This function will read a FASTA file and produce another, slightly modified, FASTA file
which is prepared for genome-wise comparisons using blastAllAll
, hmmerScan
or any other method.
The main purpose of panPrep
is to make certain every sequence is labeled with a tag
called a GID.tag (Genome IDentifier tag) identifying the genome. This text contains the text
“GID” followed by an integer. This integer can be any integer as long as it is unique to every
genome in the study. It can typically be the BioProject number or any other integer that is uniquely
related to a specific genome. If a genome has the text “GID12345” as identifier, then the
sequences in the file produced by panPrep
will have headerlines starting with
“GID12345_seq1”, “GID12345_seq2”, “GID12345_seq3”...etc. This makes it possible
to quickly identify which genome every sequence belongs to.

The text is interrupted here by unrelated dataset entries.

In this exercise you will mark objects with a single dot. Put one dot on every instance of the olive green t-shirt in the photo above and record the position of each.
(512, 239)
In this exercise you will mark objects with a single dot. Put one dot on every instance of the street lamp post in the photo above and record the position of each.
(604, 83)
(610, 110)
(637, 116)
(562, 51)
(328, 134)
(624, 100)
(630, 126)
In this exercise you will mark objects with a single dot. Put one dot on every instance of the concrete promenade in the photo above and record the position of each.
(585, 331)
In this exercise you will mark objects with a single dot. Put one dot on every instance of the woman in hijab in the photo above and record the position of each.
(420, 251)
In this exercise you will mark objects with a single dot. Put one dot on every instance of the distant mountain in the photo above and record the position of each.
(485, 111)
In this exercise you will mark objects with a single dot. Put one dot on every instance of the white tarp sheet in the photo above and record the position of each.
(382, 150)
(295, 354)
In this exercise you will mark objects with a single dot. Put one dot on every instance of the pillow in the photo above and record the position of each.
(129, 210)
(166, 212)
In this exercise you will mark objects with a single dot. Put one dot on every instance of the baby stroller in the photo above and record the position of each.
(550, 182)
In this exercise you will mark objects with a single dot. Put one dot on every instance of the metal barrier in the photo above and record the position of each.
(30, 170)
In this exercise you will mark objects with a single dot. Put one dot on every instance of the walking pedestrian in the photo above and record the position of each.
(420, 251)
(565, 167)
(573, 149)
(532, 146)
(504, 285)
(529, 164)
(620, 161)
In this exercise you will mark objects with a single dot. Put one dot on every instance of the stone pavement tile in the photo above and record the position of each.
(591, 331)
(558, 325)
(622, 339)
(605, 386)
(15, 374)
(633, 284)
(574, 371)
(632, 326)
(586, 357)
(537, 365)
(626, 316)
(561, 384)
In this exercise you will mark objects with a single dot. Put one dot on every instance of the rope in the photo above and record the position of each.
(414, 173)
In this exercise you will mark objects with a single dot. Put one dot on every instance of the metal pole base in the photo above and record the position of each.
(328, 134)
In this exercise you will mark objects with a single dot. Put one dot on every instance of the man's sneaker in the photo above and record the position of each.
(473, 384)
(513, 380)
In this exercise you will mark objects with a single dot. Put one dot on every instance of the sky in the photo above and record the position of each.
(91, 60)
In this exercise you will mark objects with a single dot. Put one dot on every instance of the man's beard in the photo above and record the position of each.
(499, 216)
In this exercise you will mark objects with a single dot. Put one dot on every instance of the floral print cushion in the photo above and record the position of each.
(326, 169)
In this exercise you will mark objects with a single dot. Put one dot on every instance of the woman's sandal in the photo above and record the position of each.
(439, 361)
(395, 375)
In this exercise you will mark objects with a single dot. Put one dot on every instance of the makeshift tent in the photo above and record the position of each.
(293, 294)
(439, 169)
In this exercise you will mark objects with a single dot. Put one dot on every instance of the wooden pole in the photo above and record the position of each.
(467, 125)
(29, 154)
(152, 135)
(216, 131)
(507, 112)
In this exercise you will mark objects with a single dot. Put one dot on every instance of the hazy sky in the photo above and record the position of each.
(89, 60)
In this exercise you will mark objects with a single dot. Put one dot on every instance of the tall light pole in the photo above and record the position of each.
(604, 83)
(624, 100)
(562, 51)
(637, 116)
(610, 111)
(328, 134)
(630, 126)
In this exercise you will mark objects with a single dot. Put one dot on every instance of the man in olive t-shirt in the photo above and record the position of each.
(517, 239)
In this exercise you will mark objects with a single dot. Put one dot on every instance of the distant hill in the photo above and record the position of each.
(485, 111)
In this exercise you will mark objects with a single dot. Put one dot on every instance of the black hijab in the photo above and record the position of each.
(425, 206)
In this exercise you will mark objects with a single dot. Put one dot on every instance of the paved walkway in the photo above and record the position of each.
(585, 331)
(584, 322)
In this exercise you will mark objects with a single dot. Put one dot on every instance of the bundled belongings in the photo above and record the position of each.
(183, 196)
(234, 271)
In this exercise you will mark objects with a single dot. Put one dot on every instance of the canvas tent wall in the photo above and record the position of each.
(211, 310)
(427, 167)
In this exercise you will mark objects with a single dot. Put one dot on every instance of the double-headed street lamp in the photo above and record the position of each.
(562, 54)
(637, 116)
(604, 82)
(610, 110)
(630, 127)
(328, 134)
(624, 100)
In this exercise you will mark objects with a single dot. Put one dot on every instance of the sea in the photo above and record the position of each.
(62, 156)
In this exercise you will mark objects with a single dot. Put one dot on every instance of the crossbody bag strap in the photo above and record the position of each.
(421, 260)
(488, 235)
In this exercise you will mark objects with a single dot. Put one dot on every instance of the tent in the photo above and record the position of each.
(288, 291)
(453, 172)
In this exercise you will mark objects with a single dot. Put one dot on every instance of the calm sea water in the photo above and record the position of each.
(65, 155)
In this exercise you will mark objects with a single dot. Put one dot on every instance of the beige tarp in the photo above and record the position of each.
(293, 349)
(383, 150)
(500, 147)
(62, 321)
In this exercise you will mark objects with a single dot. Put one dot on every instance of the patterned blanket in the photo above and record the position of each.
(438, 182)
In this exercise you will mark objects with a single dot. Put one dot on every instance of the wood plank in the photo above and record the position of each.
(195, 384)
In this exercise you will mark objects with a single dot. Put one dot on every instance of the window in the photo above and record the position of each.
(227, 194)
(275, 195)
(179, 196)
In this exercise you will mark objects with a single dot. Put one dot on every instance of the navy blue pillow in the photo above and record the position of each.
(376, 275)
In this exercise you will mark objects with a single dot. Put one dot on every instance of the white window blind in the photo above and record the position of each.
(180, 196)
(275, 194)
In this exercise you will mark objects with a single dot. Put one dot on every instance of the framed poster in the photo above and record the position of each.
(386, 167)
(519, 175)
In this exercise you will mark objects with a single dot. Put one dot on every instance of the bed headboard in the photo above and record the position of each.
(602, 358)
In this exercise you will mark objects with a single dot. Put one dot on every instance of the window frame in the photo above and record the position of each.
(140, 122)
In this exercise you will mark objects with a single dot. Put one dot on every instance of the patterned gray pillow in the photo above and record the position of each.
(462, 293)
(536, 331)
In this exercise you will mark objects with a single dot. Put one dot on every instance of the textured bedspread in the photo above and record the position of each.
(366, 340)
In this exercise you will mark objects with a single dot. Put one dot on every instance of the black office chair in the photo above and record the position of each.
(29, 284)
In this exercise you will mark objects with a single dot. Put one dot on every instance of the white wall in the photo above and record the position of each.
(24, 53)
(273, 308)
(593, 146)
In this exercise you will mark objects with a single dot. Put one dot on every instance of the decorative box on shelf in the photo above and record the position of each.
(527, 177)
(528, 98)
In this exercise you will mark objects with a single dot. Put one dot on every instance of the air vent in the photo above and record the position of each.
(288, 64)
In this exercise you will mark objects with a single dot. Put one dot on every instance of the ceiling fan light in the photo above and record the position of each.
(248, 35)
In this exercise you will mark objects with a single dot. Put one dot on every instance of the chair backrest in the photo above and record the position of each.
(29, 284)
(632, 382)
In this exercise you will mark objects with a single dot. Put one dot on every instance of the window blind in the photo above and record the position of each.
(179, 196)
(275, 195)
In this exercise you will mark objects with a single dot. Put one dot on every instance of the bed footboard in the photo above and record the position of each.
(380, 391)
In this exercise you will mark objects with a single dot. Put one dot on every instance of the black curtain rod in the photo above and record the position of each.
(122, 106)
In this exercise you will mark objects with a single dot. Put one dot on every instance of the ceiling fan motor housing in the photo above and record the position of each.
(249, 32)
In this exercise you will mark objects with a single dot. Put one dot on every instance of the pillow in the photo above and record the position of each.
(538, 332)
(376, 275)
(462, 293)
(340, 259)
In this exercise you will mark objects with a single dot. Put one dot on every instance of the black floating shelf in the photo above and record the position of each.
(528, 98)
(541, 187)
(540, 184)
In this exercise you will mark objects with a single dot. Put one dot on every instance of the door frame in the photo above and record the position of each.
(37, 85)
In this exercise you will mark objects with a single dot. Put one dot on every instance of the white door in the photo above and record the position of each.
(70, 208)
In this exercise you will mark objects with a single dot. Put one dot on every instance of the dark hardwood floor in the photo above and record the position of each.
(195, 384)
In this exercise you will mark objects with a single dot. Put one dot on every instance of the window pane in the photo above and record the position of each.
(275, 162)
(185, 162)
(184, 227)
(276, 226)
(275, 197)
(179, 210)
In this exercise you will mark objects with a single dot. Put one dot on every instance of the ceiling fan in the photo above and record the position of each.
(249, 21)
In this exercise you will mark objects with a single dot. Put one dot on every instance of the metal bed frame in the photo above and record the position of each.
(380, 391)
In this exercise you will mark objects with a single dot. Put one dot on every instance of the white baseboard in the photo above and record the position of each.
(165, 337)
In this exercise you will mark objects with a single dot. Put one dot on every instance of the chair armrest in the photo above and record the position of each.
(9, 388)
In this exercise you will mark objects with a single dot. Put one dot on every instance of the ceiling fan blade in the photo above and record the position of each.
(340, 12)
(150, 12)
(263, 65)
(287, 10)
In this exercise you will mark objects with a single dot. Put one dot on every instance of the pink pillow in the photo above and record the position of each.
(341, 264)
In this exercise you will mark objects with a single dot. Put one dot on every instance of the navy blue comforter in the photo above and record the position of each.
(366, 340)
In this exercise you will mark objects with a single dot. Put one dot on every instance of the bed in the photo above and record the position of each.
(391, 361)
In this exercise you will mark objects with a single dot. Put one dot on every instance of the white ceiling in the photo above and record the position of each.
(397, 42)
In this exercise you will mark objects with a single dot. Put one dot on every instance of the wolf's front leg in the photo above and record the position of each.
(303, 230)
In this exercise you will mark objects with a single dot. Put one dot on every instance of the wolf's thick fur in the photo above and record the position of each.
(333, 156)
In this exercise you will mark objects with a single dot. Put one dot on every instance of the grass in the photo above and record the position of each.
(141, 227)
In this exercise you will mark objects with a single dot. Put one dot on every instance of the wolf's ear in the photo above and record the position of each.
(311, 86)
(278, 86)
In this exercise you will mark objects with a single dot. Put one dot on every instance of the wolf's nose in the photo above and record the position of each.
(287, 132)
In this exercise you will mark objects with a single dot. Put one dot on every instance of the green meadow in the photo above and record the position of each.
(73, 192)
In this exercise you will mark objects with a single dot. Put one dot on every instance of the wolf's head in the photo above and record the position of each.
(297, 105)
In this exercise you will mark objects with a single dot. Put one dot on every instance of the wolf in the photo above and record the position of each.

The GID.tag is also added to the file name specified in out.file. For this reason the
out.file must have a file extension containing letters only. By convention, we expect FASTA
files to have one of the extensions .fsa, .faa, .fa or .fasta.
panPrep
will also remove very short sequences (< 10 amino acids), removing stop codon
symbols (*), replacing alien characters with X and converting all sequences to upper-case.
If the input discard contains a regular expression, any sequences having a match to this in their
headerline are also removed. Example: If we use prodigal
to find proteins in a
genome, partially predicted genes will have the text partial=10 or partial=01 in their
headerline. Using discard="partial=01|partial=10" will remove these from the data set.